People would remind her of the list of things she wanted in her future job.
“When I looked at the job, it was my job,” Cooper said. “It was everything I had been saying.”
In the middle of winter, Cooper came to Iowa State and “the stars aligned” and she got the job and started five years ago on Jan. 1.
“It was always meant to be my job and the rest is history,” Cooper said.
The College of Agriculture and Life Sciences is the only college on campus to have this position. Cooper said that it says a lot about the college.
“We believe in these issues and we are going to put our money where our mouth is,” Cooper said.
Coming to Iowa State, there was already a background built in the college for underrepresented groups and inclusion. It was a place that was already ready to do the work in representation. Walking in the door, she had support from “the top down” with administration such as Wendy Wintersteen, the former dean of the college, and Joe P. Colletti, the previous associate dean and current interim dean of the college, all dedicated to the work in diversity.

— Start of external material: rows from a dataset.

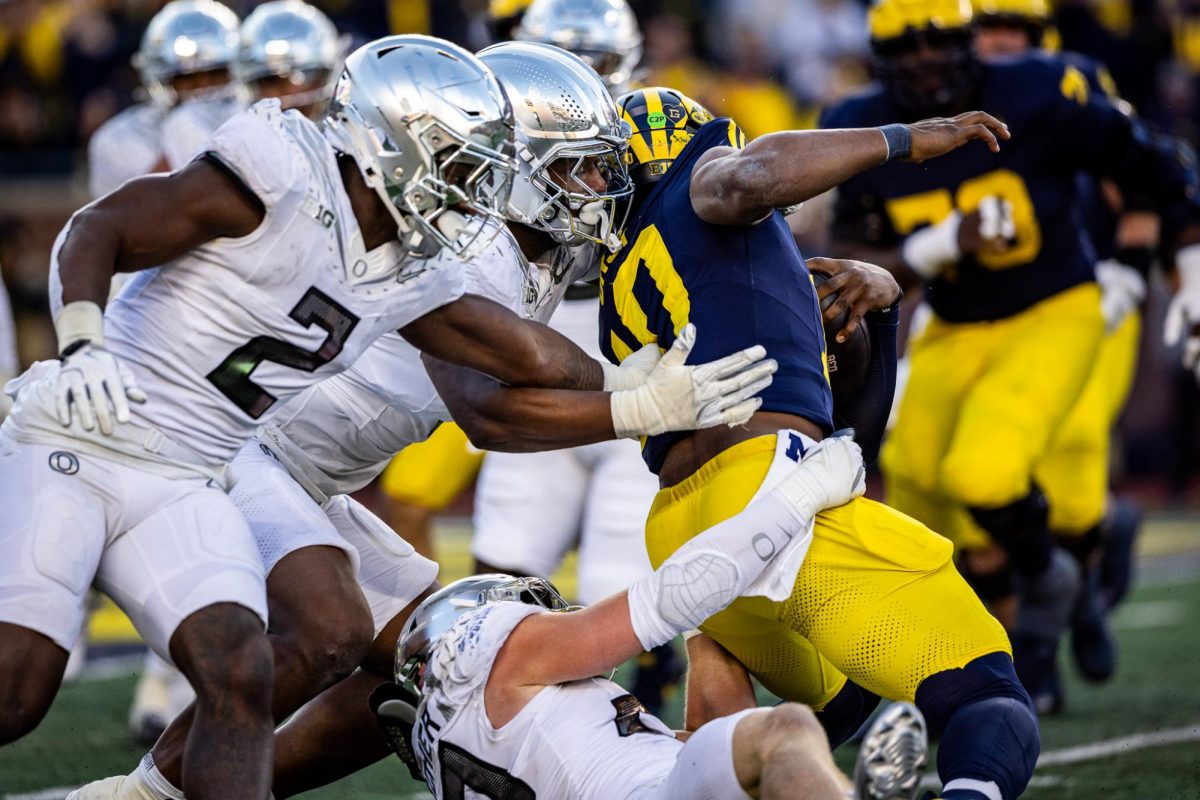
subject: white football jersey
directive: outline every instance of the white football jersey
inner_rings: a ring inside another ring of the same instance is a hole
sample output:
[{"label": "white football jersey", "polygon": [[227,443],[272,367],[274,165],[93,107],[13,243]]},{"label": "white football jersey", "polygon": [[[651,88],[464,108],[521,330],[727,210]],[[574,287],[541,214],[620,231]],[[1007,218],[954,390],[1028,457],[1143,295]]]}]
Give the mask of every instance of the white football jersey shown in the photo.
[{"label": "white football jersey", "polygon": [[454,262],[402,260],[398,244],[366,253],[333,149],[278,101],[237,115],[206,149],[262,201],[262,224],[137,273],[105,314],[105,339],[149,396],[134,422],[225,464],[288,400],[461,297],[465,278]]},{"label": "white football jersey", "polygon": [[88,190],[103,197],[163,160],[163,112],[151,103],[130,106],[101,125],[88,141]]},{"label": "white football jersey", "polygon": [[[443,258],[453,259],[446,255],[435,262]],[[571,263],[574,270],[562,273],[559,282],[590,269],[582,259]],[[525,318],[549,316],[562,299],[558,283],[546,280],[545,268],[524,259],[506,229],[464,268],[469,294],[494,300]],[[593,318],[597,313],[593,306]],[[593,319],[593,325],[598,324]],[[596,349],[593,342],[589,352]],[[289,403],[264,426],[260,438],[292,476],[323,501],[366,486],[396,453],[424,441],[438,423],[449,419],[420,351],[398,334],[387,334],[350,369]]]},{"label": "white football jersey", "polygon": [[187,100],[162,121],[162,147],[167,165],[179,169],[204,151],[209,136],[243,110],[246,103],[234,93]]},{"label": "white football jersey", "polygon": [[434,645],[413,751],[437,800],[621,800],[657,786],[683,744],[603,678],[547,686],[493,728],[484,708],[492,664],[512,630],[543,609],[491,603]]}]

“The college was doing good things originally,” Cooper said.
Though, there were some challenges. “Intent versus impact,” implicit biases and privilege are a few of the challenges that took a person to call it out to help it move forward.

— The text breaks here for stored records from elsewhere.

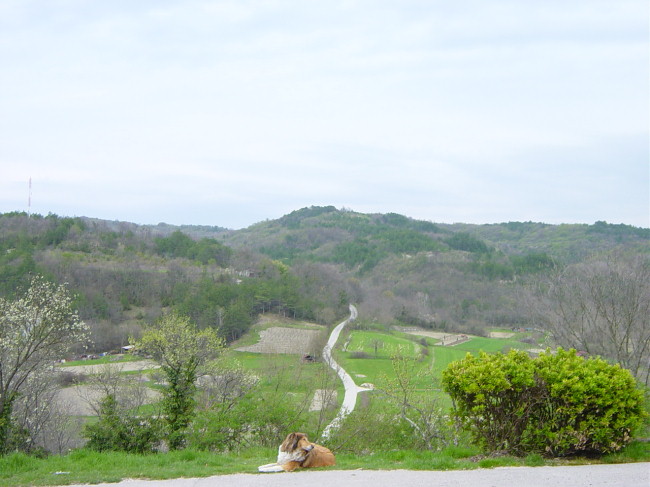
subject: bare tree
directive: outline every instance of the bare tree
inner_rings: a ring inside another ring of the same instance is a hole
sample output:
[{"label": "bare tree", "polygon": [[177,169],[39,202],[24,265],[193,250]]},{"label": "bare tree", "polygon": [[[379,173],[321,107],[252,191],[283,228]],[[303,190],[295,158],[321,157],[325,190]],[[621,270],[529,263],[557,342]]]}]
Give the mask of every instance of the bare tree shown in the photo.
[{"label": "bare tree", "polygon": [[197,407],[202,410],[226,413],[250,392],[259,382],[259,378],[237,361],[223,358],[210,363],[197,383],[199,395]]},{"label": "bare tree", "polygon": [[97,374],[88,375],[85,382],[77,394],[96,416],[100,415],[102,400],[107,396],[115,399],[122,413],[137,414],[141,406],[160,395],[146,386],[142,374],[125,374],[121,364],[104,364]]},{"label": "bare tree", "polygon": [[334,419],[338,407],[339,377],[325,364],[320,364],[314,377],[310,411],[318,411],[314,437],[322,435],[325,425]]},{"label": "bare tree", "polygon": [[57,400],[58,373],[44,370],[32,374],[13,404],[12,421],[22,432],[20,447],[24,451],[62,454],[81,444],[82,420],[71,416],[66,411],[69,405]]},{"label": "bare tree", "polygon": [[650,379],[650,260],[611,255],[541,283],[536,310],[555,342],[600,355]]},{"label": "bare tree", "polygon": [[[384,375],[375,390],[384,394],[399,408],[399,416],[406,421],[414,435],[429,450],[447,446],[452,437],[443,408],[433,389],[434,378],[427,369],[416,370],[417,362],[408,358],[400,348],[391,357],[393,377]],[[417,384],[424,379],[430,389],[418,391]]]},{"label": "bare tree", "polygon": [[379,340],[378,338],[375,338],[370,341],[370,346],[375,351],[375,358],[377,358],[379,355],[379,349],[384,348],[384,342],[382,340]]}]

“There was a lot of growth and thirst for knowledge,” Cooper said.
Working with faculty and students, Cooper has been striving toward improvement. One of the initiatives she has worked on is building safe spaces and trust without seeing judgement.
One of the programs working with this is the Lunch and Learn program. Through this, attendees are able to address issues around cultural competency, gain resources and ask questions.

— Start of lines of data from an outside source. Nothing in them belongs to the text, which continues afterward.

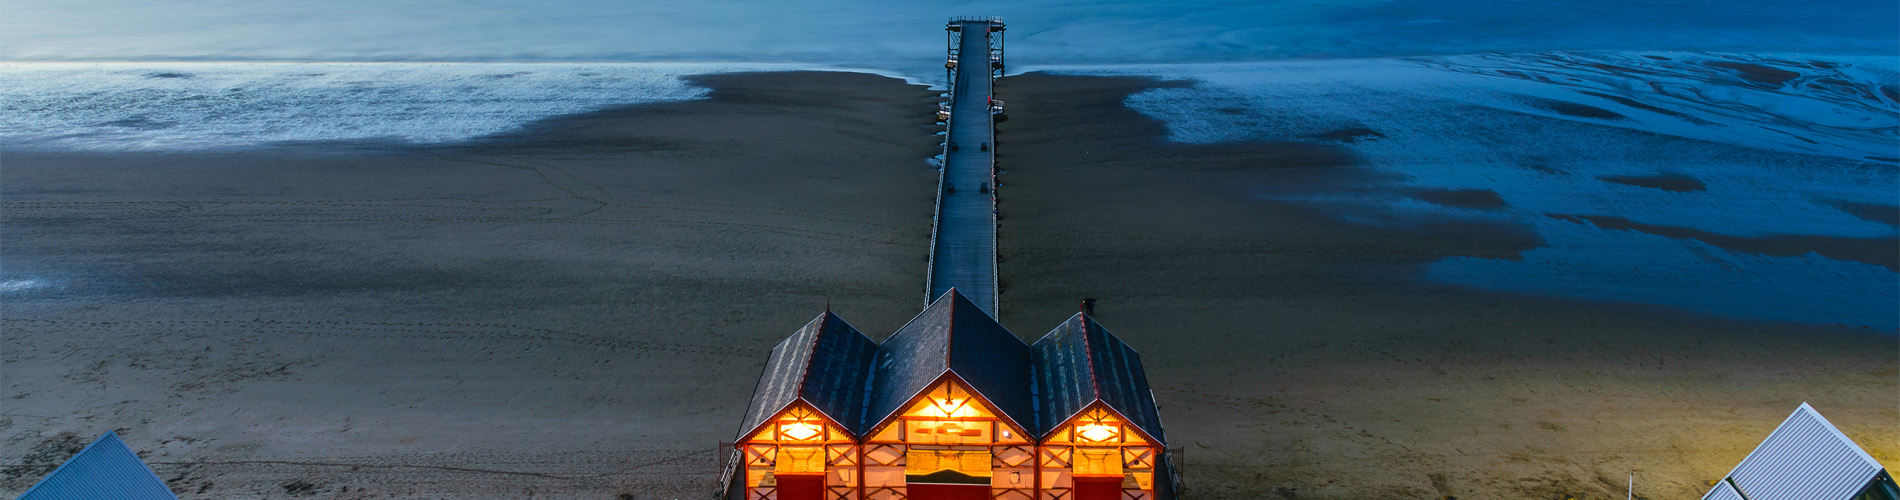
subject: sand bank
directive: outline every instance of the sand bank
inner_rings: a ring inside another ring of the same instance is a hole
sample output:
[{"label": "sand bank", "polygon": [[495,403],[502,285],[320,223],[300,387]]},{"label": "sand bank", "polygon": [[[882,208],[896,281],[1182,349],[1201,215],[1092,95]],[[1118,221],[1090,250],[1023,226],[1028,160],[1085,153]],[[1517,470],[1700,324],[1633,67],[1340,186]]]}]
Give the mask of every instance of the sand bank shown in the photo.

“There is power in being able to give voice to how you’re doing,” Cooper said.
Racism, discrimination, nativism and biases are just a few of these topics.
In working with students, Cooper has seen that students face imposter syndrome. There is also an absence of color in the room. “If I never see anyone who looks like me doing something, then how do I know I can do it?” is a question Cooper and students in the college are working with.
Along with the Lunch and Learn program, Cooper also helped in “fireside chats” with the dean, in which students are able to voice their opinions on the state of the college to the dean.
“It was kind of like getting the pulse of the students and the environment, every so often, you check your heartbeat and you check your pulse,” Cooper said.
Out of these meetings, the leadership was able to get direction.
Other programs Cooper has helped create is the Leaders Enhancing Agriculture, Diversity, Inclusion and Trust Collective, or the LEAD IT Collective. This program came from an outcry by students in the College of Agriculture who did not feel they were being represented and the college was not as welcoming.
The mission statement says the group is “committed to building strong leaders and community partners who not only acknowledge the values of diversity, multiculturalism and inclusion, but also recognize the importance of developing intercultural competency through active engagement with academics, multicultural programs and social justice initiatives.”
The George Washington Carver Summer Internship program, which has been around for more than 28 years, is also under the advisement of Cooper. This program “seeks to improve the research enterprise through increased diversity,” the program application states.
Over the last five years, Cooper believes the progress has gone well.
“I think all change is good, even if it appears to be bad, there’s a lesson to be learned,” Cooper said.
“I have seen growth, more conversations, heard people use the phrase ‘cultural competency,’ I think there’s change happening for the positive. Things are moving forward and I’m still really happy to be here.”